Because complete gene sequencing would be time consuming, Dr Wang asked a graduate student working on the project, Menu Setty from Memorial Sloan-Kettering in New York, to first focus on 3 proteins that were likely candidates. One of the candidates was BTK.

And sure enough, Setty discovered a tiny but consistent change in BTK in about 90% of post-relapse cells. It was a thymidine-to-adenine mutation at nucleotide 1634 of the BTK complementary DNA, leading to a substitution of serine for cysteine at residue 481 (C481S).

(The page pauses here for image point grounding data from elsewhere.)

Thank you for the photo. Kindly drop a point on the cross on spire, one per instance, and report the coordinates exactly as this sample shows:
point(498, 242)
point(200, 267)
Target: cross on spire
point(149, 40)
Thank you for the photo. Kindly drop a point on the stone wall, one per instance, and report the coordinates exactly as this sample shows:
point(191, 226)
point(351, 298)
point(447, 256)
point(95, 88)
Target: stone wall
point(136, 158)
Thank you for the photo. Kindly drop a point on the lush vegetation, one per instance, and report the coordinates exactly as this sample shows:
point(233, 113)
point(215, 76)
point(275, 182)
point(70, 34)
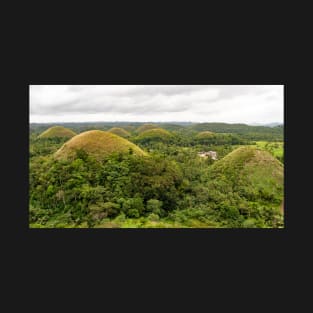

When the researchers later analyzed the entire set of the patient’s genes, they found no other genetic changes that correlated with the patient’s clinical course. BTK made perfect sense as the cause for drug resistance, the researchers noted, as it’s the primary target of ibrutinib binding, and it plays a central role in rapid cell proliferation.

Dr Wang and her colleagues used structural and biochemical measures to confirm that the C481S mutation made CLL cells resistant to ibrutinib. The studies indicated that ibrutinib was 500 times less likely to bind to mutant BTK.

In an attempt to save the patient, the researchers tested alternative kinase inhibitors against the patient’s leukemic cells in the lab.

They found some kinase inhibitors remained effective against ibrutinib-resistant cells. (These studies are described in a separate manuscript that has been submitted for publication.) Unfortunately, despite this effort, the patient passed away a few weeks later, due to sepsis.

The researchers noted that the C481S mutation is one of several mechanisms that underlie resistance to ibrutinib, but this research highlights the mutation’s role in disease development and drug resistance.

Understanding the molecular and cellular mechanisms of resistance is the first step toward monitoring, early detection, and development of novel strategies to overcome drug resistance.